Woods, who turns 40 in December, has certainly been all of that and more. But in recent years he has been wounded both physically and mentally. Woods is playing in his 20th Masters and is a four-time champion, but he hasn’t won one since 2005.
In between, he has had knee and back injuries, gone through a major scandal that led to a divorce and employed three swing instructors. In February, he left the tour after withdrawing from the Farmers Insurance Open in San Diego and said “my play, my scores are not acceptable for tournament golf. … I enter a tournament to compete at the highest level, and when I think I’m ready, I’ll be back.”
Despite skeptics among some of his peers that he can’t win majors again, he insisted this week that he does feel ready, willing and able to contend. After all, this is a man who has eight top-10 finishes, including that 2005 victory, in his past nine Augusta National appearances. Watson believes it’s possible for him to bounce back this week.

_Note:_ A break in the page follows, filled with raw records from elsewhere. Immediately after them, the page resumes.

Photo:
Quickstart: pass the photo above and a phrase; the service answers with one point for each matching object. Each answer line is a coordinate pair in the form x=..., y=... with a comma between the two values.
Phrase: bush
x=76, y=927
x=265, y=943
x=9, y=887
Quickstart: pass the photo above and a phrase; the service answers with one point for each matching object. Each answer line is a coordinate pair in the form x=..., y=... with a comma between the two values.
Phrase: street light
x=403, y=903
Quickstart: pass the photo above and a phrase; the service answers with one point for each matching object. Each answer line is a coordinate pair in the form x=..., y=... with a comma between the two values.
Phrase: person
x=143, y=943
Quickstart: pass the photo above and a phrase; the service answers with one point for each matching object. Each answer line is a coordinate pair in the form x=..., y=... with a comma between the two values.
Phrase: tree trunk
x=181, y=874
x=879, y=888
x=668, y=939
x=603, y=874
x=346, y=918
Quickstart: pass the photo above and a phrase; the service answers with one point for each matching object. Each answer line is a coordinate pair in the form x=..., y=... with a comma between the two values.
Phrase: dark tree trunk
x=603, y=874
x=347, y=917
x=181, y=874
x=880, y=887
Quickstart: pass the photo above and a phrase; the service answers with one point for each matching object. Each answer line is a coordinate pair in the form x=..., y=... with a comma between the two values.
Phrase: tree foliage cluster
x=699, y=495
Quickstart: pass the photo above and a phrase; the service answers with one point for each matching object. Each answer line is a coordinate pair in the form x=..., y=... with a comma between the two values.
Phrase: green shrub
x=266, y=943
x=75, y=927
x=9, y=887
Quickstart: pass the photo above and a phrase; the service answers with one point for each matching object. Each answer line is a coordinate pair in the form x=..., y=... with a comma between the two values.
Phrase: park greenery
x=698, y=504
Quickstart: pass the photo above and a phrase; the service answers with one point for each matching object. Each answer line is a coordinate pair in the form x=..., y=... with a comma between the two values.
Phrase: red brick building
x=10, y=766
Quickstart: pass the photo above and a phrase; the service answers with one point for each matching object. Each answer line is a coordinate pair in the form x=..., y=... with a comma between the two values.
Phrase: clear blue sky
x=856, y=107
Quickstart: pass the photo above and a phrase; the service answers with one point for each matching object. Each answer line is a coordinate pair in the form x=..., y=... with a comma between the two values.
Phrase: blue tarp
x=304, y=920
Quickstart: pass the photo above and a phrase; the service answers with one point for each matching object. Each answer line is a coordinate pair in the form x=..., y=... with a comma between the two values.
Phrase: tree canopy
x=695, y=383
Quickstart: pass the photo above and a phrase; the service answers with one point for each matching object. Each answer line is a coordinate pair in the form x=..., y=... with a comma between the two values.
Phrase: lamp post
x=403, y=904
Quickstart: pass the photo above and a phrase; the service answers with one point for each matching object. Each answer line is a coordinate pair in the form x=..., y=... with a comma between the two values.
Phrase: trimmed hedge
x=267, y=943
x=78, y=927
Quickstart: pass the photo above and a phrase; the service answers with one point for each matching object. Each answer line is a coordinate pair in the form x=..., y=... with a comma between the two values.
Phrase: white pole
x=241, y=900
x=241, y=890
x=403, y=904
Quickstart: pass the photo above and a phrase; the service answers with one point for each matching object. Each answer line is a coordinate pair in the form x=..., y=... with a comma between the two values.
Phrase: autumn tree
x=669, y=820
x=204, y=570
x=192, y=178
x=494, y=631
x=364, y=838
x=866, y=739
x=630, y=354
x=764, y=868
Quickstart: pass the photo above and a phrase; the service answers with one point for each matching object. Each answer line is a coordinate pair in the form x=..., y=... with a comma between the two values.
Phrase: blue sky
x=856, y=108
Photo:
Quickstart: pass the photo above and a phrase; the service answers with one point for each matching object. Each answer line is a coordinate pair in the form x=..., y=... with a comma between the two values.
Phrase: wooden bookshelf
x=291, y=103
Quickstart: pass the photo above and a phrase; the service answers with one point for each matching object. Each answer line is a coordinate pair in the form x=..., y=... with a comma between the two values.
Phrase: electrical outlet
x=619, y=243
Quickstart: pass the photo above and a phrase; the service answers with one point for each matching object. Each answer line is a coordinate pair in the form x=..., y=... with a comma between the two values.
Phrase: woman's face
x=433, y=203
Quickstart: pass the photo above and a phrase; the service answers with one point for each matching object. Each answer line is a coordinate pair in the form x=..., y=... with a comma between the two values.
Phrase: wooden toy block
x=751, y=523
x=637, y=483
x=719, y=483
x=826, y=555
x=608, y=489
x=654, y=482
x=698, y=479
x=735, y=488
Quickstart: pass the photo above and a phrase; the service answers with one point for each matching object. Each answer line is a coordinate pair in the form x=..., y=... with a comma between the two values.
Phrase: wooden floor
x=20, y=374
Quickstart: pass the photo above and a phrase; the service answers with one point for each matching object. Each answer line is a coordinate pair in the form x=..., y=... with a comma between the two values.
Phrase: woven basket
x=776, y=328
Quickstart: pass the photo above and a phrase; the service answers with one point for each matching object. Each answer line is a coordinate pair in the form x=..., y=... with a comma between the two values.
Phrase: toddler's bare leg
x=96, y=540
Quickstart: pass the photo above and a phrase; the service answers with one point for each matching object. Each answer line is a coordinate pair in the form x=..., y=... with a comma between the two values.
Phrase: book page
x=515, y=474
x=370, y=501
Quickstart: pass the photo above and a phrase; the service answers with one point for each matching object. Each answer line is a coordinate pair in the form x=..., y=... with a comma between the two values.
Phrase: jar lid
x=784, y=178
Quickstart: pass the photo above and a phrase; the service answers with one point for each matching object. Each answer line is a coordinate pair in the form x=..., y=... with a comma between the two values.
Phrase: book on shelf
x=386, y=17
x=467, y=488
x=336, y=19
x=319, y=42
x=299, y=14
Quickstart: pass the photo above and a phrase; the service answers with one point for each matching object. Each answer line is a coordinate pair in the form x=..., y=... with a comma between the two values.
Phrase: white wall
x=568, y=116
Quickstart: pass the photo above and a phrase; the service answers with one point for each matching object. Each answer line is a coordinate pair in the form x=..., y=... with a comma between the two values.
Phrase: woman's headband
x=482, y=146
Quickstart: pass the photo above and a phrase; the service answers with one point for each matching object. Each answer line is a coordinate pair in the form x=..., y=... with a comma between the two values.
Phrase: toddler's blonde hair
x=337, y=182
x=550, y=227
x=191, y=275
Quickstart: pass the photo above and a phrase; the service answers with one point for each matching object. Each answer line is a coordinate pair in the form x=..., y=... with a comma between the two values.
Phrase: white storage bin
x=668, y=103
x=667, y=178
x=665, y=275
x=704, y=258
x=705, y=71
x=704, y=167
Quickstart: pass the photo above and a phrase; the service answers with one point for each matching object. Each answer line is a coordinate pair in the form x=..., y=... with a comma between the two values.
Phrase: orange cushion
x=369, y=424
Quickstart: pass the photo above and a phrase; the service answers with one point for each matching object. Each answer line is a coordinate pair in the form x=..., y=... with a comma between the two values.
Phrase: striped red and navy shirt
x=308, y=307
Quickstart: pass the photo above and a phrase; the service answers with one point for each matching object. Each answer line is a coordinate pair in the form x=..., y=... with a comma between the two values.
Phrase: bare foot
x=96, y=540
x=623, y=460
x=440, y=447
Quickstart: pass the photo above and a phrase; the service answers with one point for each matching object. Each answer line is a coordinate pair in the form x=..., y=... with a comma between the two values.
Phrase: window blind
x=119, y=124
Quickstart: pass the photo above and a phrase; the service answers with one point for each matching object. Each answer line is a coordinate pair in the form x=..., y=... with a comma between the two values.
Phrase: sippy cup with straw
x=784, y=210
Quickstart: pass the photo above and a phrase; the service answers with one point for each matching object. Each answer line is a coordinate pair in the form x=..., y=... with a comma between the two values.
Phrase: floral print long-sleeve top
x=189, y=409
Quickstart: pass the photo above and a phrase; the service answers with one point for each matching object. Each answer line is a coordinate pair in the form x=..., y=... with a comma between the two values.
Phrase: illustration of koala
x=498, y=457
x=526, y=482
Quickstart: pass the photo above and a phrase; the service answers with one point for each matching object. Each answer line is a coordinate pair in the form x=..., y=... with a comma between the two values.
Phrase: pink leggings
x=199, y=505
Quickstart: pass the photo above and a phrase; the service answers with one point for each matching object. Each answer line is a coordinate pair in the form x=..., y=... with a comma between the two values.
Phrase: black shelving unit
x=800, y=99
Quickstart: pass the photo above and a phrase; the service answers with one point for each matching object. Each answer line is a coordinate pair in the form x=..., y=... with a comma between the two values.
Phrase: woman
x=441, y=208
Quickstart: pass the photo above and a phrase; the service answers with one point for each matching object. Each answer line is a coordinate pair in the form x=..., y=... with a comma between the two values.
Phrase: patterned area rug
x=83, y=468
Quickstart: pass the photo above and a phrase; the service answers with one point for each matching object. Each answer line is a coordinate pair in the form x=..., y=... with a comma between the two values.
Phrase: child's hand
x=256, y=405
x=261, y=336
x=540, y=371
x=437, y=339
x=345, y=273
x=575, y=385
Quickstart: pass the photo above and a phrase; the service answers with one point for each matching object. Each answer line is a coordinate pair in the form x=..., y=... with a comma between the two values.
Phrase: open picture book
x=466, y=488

“This place just brings it out of him,” Watson said this week. “I think Tiger has taken enough time off to where he wants to be back. Obviously, he’s pretty good around this place.”
Woods has spent most of the past two months playing and practicing back home in South Florida.
“We’ve spent a lot of time, a lot of work on this,” he said. “It’s finally paid off. I worked my [tail] off. That’s kind of the easiest way to describe it. I worked hard. … It was a slow and steady progression each and every day. By the time the sun set, I should be a better player than I was in the morning. We don’t need to make big, giant leaps or anything like that. Just incrementally get better.”
Woods seems has been rather loose and relaxed this week. For the first time in 11 years, he participated in the annual Par 3 contest Wednesday, with his two kids, Charlie and Sam, walking with him on the course. He played several practice rounds with his long-time friend Mark O’Meara, and on the range, he was hitting balls accompanied by the sounds of hip-hop on his play list.
“I’m feeling older, there’s no doubt about that,” he admitted. “Try chasing around 6- and 7-year-olds all day, you start feeling it. But the good news is my soccer game has gotten a lot better.”